Belle Gunness, the female blue beard, has finally been dug up.
We usually think of Gunnesss as an Indiana serial killer; we have plenty of our own around here, so we don’t mind letting them have this one. Sort of throwing them a bone, if you will. It was in Indiana that Belle set up a farm where she would lure wealthy bachelors with lovelorn classified ads, then murder them and feed them to her hogs. How many men she killed isn’t known; some suspect that it was upwards of 100.
But there’s a Chicago connection – Belle was, in addition to being a killer, an insurance fraudster. One of her first major schemes involved burning down a candy store that she and her husband ran at Grand and Elizabeth in Chicago in the 1880s (right around the same time that her male counterpart, HH Holmes, was getting his start). From there she moved to the suburbs. After she died in a fire at her Indiana farm, which also killed her daughters, she was brought back to Chicago, where she lay buried in Forest Park. Until now.
The body found at the Indiana farm was headless. The head was never found – the only things to identify Belle were a couple of dentures. Most people don’t lose their heads in fires, and no one chops their own head off and hides it before dying. There has, therefore, long been speculation that Gunness’ death was faked, and now we’re going to find out for sure:
Chicago Tribune: Belle Gunness exhumed
This isn’t the first time that stories of a faked death have led to exhumation; Jesse James was dug up a year or so ago to see if it was really him (which it certainly was).
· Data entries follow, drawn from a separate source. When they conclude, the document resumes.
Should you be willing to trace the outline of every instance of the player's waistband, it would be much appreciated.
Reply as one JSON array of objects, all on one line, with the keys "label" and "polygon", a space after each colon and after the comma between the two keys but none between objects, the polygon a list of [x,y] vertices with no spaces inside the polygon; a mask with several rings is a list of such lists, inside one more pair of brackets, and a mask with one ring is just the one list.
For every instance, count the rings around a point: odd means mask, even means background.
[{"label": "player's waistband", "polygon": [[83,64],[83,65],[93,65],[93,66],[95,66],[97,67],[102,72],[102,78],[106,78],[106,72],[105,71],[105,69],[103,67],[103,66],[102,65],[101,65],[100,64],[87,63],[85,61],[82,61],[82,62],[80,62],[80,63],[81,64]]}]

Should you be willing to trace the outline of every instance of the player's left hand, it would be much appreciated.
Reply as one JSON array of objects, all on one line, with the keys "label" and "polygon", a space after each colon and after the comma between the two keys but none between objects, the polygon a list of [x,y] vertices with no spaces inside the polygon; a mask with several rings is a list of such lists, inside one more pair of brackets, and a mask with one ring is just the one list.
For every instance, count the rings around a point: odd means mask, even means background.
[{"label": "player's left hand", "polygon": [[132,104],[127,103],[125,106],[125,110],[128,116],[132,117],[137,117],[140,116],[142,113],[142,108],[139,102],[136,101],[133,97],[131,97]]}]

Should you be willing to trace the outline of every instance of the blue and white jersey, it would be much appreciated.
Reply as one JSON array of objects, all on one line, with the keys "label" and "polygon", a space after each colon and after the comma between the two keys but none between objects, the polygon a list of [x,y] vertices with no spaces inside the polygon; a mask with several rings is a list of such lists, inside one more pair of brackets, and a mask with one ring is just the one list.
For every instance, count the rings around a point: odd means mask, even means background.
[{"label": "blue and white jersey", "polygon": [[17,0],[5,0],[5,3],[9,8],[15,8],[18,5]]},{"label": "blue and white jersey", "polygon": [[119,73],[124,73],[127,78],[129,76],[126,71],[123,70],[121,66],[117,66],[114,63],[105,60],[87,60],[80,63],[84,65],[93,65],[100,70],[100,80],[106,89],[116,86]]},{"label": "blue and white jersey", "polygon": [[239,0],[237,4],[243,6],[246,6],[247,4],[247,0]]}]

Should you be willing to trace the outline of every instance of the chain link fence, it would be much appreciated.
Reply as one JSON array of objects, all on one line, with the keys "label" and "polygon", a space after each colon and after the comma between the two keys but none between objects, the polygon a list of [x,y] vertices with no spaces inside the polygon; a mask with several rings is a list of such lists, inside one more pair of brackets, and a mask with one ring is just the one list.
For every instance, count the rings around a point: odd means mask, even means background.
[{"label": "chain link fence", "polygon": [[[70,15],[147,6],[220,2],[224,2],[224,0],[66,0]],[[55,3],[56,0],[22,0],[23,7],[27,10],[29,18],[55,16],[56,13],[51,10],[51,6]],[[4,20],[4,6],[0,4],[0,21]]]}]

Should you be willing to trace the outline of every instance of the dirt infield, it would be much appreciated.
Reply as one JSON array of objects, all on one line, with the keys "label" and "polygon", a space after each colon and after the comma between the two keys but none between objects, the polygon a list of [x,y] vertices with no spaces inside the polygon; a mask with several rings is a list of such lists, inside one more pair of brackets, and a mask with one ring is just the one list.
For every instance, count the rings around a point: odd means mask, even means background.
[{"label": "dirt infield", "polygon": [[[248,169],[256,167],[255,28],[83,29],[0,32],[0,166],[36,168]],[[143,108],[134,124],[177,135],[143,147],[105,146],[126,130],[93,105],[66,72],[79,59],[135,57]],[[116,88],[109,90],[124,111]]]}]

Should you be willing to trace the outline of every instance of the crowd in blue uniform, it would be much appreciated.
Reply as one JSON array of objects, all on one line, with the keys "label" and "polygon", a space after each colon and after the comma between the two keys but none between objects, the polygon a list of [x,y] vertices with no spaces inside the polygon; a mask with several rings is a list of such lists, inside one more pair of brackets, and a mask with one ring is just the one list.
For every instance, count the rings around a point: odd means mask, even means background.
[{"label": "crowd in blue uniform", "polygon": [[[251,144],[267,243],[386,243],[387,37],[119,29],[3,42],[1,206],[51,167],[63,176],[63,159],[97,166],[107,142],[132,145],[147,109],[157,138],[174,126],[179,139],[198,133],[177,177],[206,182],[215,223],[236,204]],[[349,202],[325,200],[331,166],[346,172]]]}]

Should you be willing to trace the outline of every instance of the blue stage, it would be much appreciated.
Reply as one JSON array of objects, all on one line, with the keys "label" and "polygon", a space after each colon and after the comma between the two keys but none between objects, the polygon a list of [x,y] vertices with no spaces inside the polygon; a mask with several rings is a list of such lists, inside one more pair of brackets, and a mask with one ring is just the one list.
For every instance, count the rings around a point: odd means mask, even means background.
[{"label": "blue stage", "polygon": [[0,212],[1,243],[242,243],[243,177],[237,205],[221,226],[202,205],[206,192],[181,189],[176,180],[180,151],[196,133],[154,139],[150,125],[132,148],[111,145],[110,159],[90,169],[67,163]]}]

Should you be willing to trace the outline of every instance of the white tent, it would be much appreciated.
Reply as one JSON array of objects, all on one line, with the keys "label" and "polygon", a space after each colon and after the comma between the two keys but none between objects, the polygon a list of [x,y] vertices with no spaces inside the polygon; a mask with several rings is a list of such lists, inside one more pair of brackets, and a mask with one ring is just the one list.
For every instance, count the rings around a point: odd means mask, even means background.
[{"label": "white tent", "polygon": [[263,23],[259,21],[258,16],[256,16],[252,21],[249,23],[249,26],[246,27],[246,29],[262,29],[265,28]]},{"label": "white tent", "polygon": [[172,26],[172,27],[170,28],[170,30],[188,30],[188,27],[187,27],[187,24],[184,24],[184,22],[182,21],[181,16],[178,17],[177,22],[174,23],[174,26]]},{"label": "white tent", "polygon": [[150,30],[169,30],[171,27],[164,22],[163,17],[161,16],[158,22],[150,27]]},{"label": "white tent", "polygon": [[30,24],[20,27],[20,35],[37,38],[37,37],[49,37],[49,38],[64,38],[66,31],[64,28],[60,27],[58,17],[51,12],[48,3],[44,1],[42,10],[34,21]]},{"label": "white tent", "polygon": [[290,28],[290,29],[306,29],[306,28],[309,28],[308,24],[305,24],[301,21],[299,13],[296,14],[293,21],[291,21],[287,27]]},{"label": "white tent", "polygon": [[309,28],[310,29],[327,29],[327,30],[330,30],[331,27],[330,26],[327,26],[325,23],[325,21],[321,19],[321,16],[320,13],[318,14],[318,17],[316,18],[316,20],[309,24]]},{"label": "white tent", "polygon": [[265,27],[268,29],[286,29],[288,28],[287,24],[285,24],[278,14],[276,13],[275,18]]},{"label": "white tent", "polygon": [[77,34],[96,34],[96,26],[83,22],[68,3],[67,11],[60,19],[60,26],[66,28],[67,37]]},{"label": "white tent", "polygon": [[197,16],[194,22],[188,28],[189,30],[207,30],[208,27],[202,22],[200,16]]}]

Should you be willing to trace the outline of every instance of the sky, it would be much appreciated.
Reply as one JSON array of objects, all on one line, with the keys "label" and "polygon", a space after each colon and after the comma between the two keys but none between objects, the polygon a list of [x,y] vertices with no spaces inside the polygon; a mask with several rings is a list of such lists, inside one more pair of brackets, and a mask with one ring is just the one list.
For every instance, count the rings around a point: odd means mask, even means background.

I’m not much of a conspiracy theorist, but I do enjoy a good faked death story; they tend to seem much more plausible than conspiracies that require thousands of people to keep a secret. Some skeptics claim that no one has ever successfully faked their death, but there’s sort of a catch: if we knew about it, it wouldn’t have been successful! Of course, they won’t be able to say that at all if the headless corpse is someone other than Gunness!